Republicans’ boiling hostility to families that don’t live up to right-wing moral values is also on display. Even when Sen. Mitt Romney (R-UT) added work requirements to his child allowance bill (thus cutting out the poorest families who need the money the most), he got just two Republican co-sponsors in the Senate, one of whom is retiring this year. An Alabama woman who was arrested and admitted to smoking pot on the day she found out she was pregnant was thrown in jail for three months—in part because she didn’t actually have a drug problem and so didn’t qualify for rehab. Despite developing a uterine complication that caused her to bleed, she was forced to sleep on the floor of her cell. Another Alabama mother with two kids was jailed for months directly after giving birth when she tested positive for drug use. That’s the Party of Family Values all right.

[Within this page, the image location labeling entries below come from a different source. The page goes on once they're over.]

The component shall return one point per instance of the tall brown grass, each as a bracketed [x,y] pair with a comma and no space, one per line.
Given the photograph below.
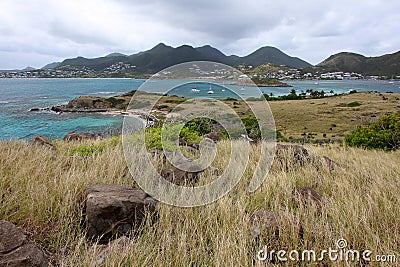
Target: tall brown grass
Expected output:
[43,193]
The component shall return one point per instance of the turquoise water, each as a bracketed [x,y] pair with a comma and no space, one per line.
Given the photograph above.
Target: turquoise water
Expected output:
[18,96]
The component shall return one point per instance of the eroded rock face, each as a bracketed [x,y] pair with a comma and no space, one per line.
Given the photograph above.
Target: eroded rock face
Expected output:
[43,141]
[16,250]
[184,172]
[74,136]
[85,102]
[307,196]
[264,221]
[113,210]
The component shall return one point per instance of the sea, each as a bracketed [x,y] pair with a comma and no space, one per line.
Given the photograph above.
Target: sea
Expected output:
[18,96]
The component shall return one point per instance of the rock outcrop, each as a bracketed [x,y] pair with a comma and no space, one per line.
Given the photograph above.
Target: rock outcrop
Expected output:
[113,210]
[16,250]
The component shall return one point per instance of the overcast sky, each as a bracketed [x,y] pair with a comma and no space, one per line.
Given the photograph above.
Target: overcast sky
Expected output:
[37,32]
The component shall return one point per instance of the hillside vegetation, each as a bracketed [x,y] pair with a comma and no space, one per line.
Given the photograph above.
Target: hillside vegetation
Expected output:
[350,62]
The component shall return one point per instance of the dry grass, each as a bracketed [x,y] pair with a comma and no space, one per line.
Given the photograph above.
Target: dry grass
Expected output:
[43,194]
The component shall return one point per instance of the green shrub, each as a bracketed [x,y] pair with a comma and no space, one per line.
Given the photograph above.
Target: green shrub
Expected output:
[87,150]
[383,134]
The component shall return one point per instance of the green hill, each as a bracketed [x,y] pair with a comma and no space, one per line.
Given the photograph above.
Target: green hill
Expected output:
[163,56]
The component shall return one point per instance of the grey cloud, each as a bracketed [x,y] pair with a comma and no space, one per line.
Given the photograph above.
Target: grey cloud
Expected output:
[312,30]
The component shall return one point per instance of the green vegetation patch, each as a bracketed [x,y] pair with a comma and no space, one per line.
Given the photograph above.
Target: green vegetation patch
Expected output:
[383,134]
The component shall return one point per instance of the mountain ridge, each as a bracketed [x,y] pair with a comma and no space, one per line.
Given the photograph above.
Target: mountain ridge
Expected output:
[388,64]
[162,56]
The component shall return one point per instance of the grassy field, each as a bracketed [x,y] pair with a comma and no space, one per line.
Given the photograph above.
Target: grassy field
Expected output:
[43,193]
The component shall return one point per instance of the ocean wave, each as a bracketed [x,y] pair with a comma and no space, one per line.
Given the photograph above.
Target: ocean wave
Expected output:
[102,93]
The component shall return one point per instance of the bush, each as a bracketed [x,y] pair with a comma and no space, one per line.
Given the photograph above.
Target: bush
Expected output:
[383,134]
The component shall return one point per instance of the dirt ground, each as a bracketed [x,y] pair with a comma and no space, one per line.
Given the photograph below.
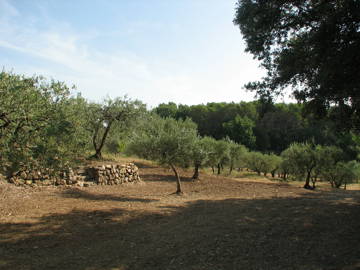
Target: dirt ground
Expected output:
[219,223]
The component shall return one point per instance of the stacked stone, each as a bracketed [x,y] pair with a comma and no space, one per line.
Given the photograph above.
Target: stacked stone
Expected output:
[81,176]
[116,174]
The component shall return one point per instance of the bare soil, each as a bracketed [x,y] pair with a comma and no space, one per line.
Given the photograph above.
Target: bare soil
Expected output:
[219,223]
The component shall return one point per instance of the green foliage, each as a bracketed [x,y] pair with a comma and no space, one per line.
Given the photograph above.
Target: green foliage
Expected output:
[301,160]
[165,140]
[341,173]
[258,162]
[310,46]
[39,124]
[112,114]
[166,110]
[237,153]
[240,129]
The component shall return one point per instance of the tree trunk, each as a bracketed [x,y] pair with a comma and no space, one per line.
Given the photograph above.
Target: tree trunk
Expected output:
[178,182]
[313,180]
[196,172]
[307,182]
[99,147]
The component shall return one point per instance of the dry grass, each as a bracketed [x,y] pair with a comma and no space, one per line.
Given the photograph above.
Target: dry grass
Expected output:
[220,223]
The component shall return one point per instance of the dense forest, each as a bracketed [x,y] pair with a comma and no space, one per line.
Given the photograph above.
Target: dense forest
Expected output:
[43,125]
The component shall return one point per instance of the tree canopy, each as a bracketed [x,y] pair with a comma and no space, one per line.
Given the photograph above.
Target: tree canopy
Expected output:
[310,46]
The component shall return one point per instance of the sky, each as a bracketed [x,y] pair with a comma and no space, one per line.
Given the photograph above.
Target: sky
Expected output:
[157,51]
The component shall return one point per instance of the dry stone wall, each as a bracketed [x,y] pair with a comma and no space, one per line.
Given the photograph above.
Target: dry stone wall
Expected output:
[80,176]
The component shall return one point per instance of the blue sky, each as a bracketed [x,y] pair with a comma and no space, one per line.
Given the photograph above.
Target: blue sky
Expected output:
[185,51]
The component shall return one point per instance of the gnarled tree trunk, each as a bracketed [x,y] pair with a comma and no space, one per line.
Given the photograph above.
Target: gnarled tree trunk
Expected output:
[178,182]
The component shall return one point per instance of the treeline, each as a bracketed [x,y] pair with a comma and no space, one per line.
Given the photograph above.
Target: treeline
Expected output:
[43,126]
[264,126]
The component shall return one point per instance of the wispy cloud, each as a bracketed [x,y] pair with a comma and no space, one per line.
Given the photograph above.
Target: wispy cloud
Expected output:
[65,54]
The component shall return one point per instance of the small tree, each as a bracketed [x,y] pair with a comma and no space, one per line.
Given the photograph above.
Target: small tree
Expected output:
[255,162]
[302,159]
[275,164]
[236,154]
[102,117]
[166,141]
[200,153]
[38,124]
[342,173]
[222,152]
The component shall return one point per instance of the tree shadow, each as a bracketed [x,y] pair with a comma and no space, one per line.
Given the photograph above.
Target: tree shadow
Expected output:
[281,233]
[143,165]
[154,177]
[82,194]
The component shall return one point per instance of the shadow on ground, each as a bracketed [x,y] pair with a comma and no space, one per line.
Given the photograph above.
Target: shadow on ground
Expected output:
[83,194]
[309,232]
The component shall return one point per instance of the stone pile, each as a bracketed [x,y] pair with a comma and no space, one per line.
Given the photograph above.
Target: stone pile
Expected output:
[80,176]
[115,174]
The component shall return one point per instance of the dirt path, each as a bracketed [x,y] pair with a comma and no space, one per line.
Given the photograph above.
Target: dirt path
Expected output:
[219,223]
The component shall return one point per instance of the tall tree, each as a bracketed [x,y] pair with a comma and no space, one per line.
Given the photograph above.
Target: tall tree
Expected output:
[311,46]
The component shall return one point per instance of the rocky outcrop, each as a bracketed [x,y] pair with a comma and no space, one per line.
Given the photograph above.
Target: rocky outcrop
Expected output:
[80,176]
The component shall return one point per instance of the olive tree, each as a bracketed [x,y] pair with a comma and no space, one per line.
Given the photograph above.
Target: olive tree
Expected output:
[38,126]
[201,151]
[103,117]
[236,155]
[342,173]
[167,141]
[302,159]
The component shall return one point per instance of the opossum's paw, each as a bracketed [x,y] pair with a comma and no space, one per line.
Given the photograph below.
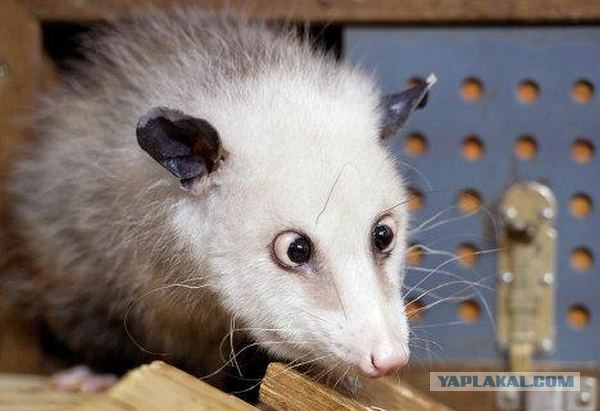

Returning to the question of restraining the lawless Supreme Court, it turns out this is a classic wedge opportunity for Democrats. The Data for Progress poll finds 34 percent of Republicans support reining in the Court’s power, while just 13 percent of Democrats have the opposite view. And one doesn’t need to endorse adding more justices to the Court or ending judicial review to address this problem. The Constitution stipulates that the “Court shall have appellate Jurisdiction, both as to Law and Fact, with such Exceptions, and under such Regulations as the Congress shall make,” thus indicating that Congress can limit its jurisdiction. It has done so many times before—including, remarkably enough, in the Inflation Reduction Act, which says “There shall be no administrative or judicial review” of some of the drug price control measures included in the bill.
There’s a path to preserve reproductive rights here. Mobilize the majority of Americans who are appalled at what the Supreme Court has taken from them, hold the House and win enough additional Senate seats to build a majority in favor of a carve-out of the filibuster on this question, and then pass a national abortion legalization with language stripping the Court of jurisdiction. It’s an uphill battle, but not remotely impossible.